Wednesday, April 16, 2014


2014 TBR Reading Challenge: Pride & Prejudice: the movie adaptation


As part of Wendy Crutcher's 2014 TBR Challenge, here are my brief comments on Pride & Prejudice: the movie adaptation by screenwriter Deborah Moggach.

This is a lovely companion to the 2005 movie adaptation of Austen's Pride & Prejudice. It's published as a full-color magazine on thick lustrous paper. One of the reasons Moggach says that the movie was so successful was due to "impeccable attention to detail [paid] to the reality of life in the 18th century." I concur. Would that all historical films did the same. A historical film that is not mere costume drama has to research, research, research, and implement the research on the screen.

The screenwriter, of course, relied heavily on Austen's words, but so did the actors. Keira Knightley said, "It's a different process to do a film based on a book, because the inner dialogue of your character is all written down. So if there was ever a scene where I was having problems, we would go back to the book and in some way or another it was right there."

The clothing of the characters was changed to reflect the character's growth arc, particularly apt in Darcy's case. What a wonderful notion! Novelists don't do this at all. Clothing of a character is appropriate to the setting, but rarely reflects the character's growth arc.

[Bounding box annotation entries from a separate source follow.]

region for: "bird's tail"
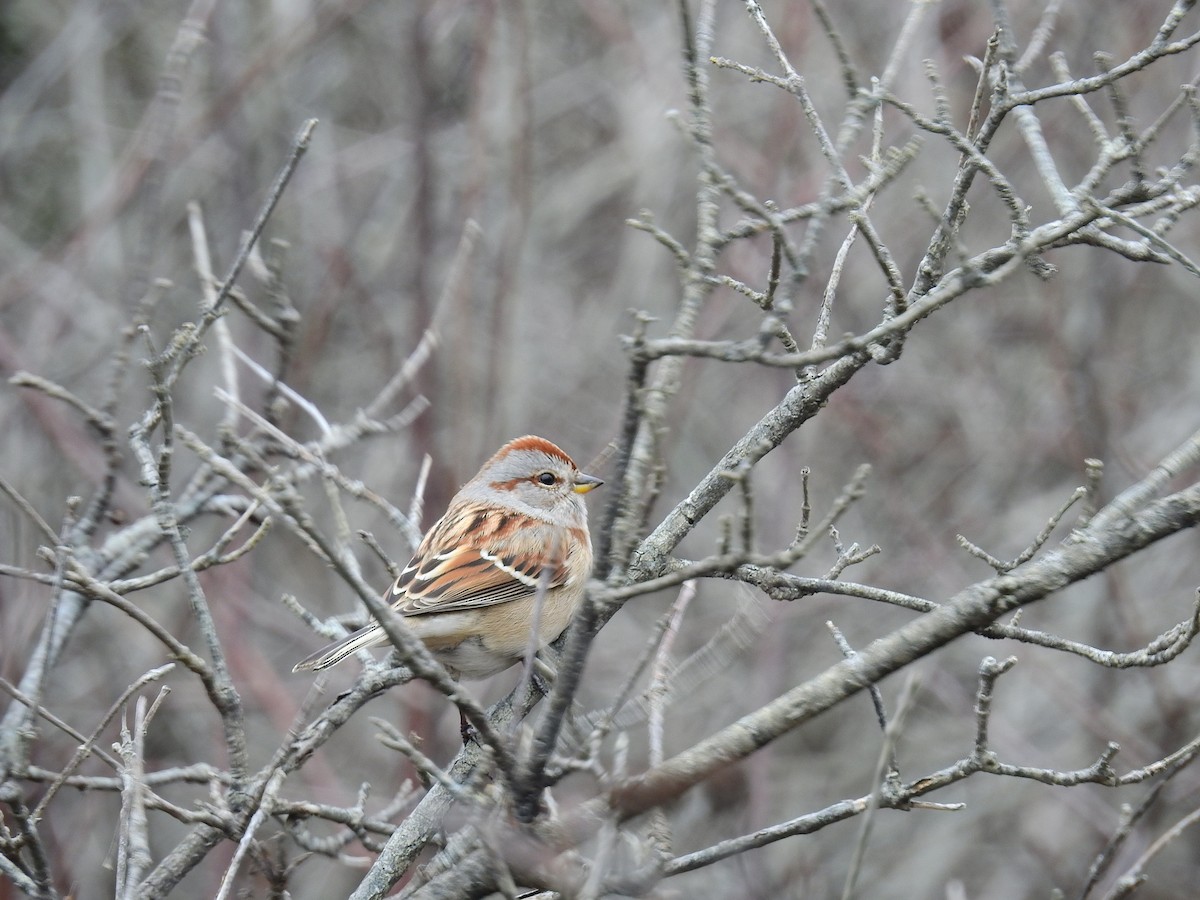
[292,622,388,672]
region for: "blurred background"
[0,0,1200,900]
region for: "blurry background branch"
[0,0,1200,898]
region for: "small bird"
[292,434,604,678]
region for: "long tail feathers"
[292,623,388,672]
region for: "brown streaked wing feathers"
[384,512,566,616]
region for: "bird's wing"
[384,511,566,616]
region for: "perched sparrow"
[292,434,604,678]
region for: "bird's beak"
[575,472,604,493]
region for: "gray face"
[462,449,587,527]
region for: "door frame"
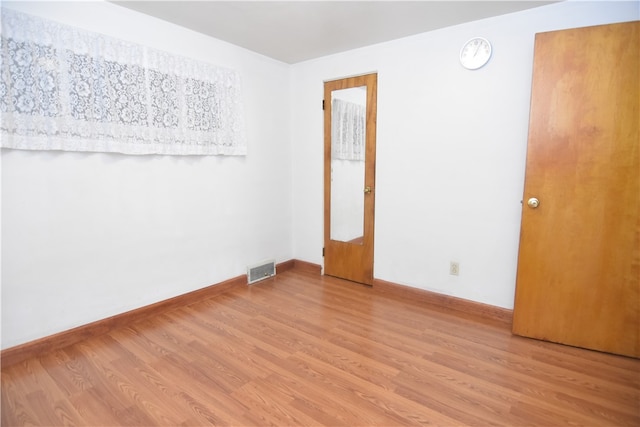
[323,73,378,285]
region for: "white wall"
[0,2,640,348]
[1,2,293,348]
[291,2,640,308]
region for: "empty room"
[0,0,640,426]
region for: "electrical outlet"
[449,261,460,276]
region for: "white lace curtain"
[0,8,246,155]
[331,99,366,160]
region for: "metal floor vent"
[247,261,276,285]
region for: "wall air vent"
[247,261,276,285]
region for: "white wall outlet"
[449,261,460,276]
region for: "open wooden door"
[513,21,640,357]
[324,74,378,285]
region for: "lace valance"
[331,99,366,160]
[0,8,246,155]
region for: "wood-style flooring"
[1,269,640,426]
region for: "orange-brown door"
[513,22,640,357]
[324,74,378,285]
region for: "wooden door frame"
[323,73,378,285]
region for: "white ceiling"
[112,0,554,64]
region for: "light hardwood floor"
[1,269,640,426]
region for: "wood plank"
[1,267,640,426]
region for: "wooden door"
[324,74,378,285]
[513,22,640,357]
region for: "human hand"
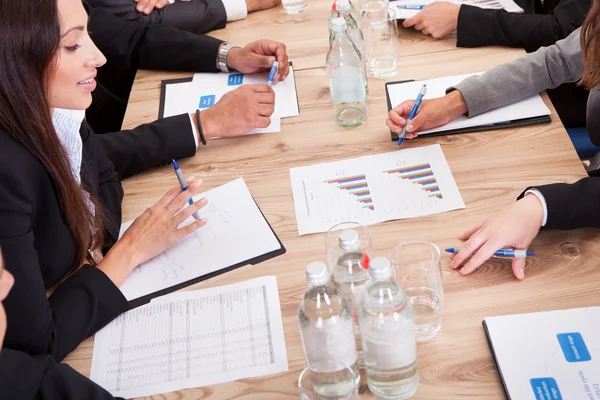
[227,40,290,83]
[98,178,207,286]
[450,193,544,279]
[246,0,281,13]
[402,2,460,39]
[197,84,275,139]
[133,0,169,15]
[385,90,467,139]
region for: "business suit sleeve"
[448,29,583,117]
[88,6,222,72]
[0,168,128,361]
[96,114,196,179]
[519,177,600,229]
[88,0,227,34]
[0,348,123,400]
[456,0,590,53]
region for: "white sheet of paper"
[387,72,550,135]
[120,178,281,301]
[90,276,288,398]
[290,144,465,235]
[390,0,524,19]
[485,307,600,400]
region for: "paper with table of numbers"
[290,144,465,235]
[90,276,288,398]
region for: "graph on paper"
[290,145,465,235]
[325,174,375,211]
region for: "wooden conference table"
[67,0,600,400]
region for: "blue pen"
[446,247,535,258]
[398,85,427,147]
[396,4,425,10]
[267,60,279,87]
[173,160,202,220]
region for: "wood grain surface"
[59,0,600,400]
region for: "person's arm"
[456,0,590,53]
[88,6,223,72]
[0,348,120,400]
[448,29,583,117]
[0,168,128,361]
[519,177,600,229]
[94,114,197,179]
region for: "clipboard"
[158,61,300,119]
[385,79,552,140]
[128,197,287,310]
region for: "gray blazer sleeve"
[448,29,583,117]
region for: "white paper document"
[387,73,550,135]
[290,144,465,235]
[485,307,600,400]
[90,276,288,398]
[120,178,281,301]
[163,65,300,134]
[390,0,523,19]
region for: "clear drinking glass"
[281,0,308,14]
[298,360,358,400]
[361,0,399,78]
[391,241,444,342]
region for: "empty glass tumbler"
[391,241,444,342]
[361,1,399,78]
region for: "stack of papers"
[163,65,300,134]
[90,276,288,398]
[390,0,523,19]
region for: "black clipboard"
[481,320,512,400]
[158,61,298,119]
[129,198,287,309]
[385,79,552,140]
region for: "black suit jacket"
[0,111,195,361]
[519,177,600,229]
[0,349,120,400]
[86,6,223,135]
[88,0,227,33]
[456,0,591,53]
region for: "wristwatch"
[217,42,241,73]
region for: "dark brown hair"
[0,0,103,271]
[579,0,600,90]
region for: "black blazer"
[456,0,591,53]
[0,349,120,400]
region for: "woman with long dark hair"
[0,0,205,362]
[387,0,600,279]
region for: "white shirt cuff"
[223,0,248,22]
[525,189,548,226]
[188,114,198,150]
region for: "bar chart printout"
[290,145,465,235]
[90,276,288,398]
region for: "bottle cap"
[335,0,350,11]
[338,229,360,250]
[331,18,346,32]
[306,261,329,285]
[369,257,394,279]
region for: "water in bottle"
[358,257,419,400]
[332,229,370,365]
[335,0,369,96]
[298,262,360,396]
[327,18,367,127]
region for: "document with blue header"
[483,307,600,400]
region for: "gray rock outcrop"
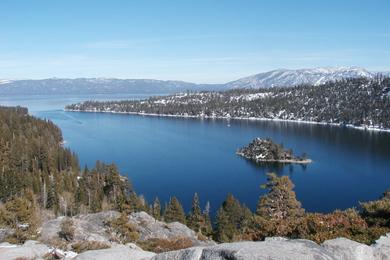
[129,212,215,246]
[0,241,50,260]
[40,211,119,242]
[152,236,390,260]
[74,245,156,260]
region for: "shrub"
[72,241,111,253]
[138,237,194,253]
[58,218,75,242]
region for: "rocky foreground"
[0,211,390,260]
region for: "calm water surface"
[0,95,390,212]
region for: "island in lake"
[237,138,312,164]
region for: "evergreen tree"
[187,193,206,232]
[164,197,186,224]
[256,173,304,220]
[215,194,252,242]
[151,197,161,220]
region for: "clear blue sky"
[0,0,390,83]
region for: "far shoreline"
[63,108,390,133]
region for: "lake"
[0,95,390,215]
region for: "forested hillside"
[66,77,390,129]
[0,107,390,248]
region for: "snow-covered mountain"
[0,78,219,95]
[0,67,390,95]
[225,67,375,89]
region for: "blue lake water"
[0,95,390,212]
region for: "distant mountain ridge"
[226,67,377,89]
[0,67,390,95]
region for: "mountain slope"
[67,78,390,130]
[0,67,386,95]
[225,67,375,89]
[0,78,219,95]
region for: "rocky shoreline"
[64,108,390,133]
[0,211,390,260]
[236,138,312,164]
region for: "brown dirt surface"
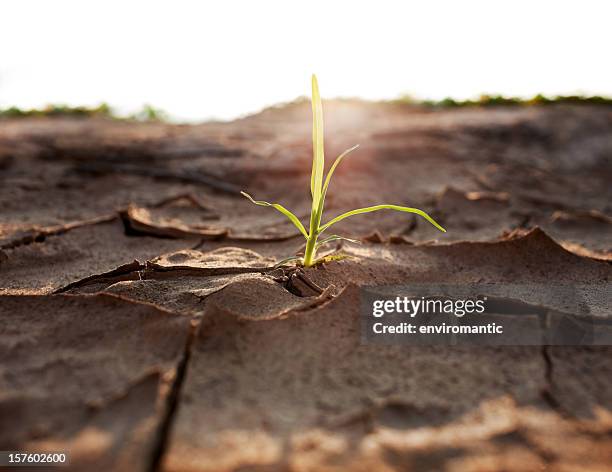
[0,101,612,472]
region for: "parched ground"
[0,101,612,472]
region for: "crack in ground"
[540,345,575,419]
[146,320,198,472]
[0,213,117,249]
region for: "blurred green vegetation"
[0,103,169,122]
[0,94,612,123]
[389,94,612,108]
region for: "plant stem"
[304,233,319,267]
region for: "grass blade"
[273,256,302,269]
[310,74,325,211]
[316,234,361,249]
[319,205,446,233]
[317,144,359,218]
[240,192,308,239]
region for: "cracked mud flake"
[122,196,306,241]
[164,287,610,471]
[548,346,612,418]
[64,247,328,317]
[0,295,189,471]
[0,219,193,294]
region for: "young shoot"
[241,75,446,267]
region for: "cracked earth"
[0,101,612,472]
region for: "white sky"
[0,0,612,120]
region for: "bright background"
[0,0,612,120]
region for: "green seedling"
[241,75,446,267]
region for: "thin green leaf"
[310,74,325,211]
[240,192,308,239]
[316,234,361,249]
[319,205,446,233]
[273,256,302,269]
[317,144,359,224]
[312,254,353,265]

Costume Designer Jacqueline Durran writes, "If you look closely, Darcy's costumes in the course of the film change quite radically. In the early scenes, he's wearing a very buttoned-up, very rigid, very stuff style of costume. In the middle state, he's wearing the same style but in a softer fabric and a softer cut, and by the end of the film, he's wearing a much looser cut, an open jacket, a more country style, less upright, less rigid."

I have to say though, her choice of that open long coat as he comes striding across in the early dawn as well as those raggedy capris with bare legs in the last scene was so not period-correct and looked just awful.

Other than the fact that the movie was filmed entirely on location (at seven different manor estates), here's the reason why this movie was period pitch perfect: Director Joe Wright writes, "I think one of the problems is that when people do period films they rely on painting from the period, because there is no photography. But in a painting, everything is formally composed. It's not real life. Then people shoot wide shots to show off the period detail of the sets, whereas I think the detail is in the small things."

A final classy touch is the translucent vellum centerfold where the letter Darcy writes to Elizabeth is printed in Jane Austen's handwriting font. Lovely, lovely!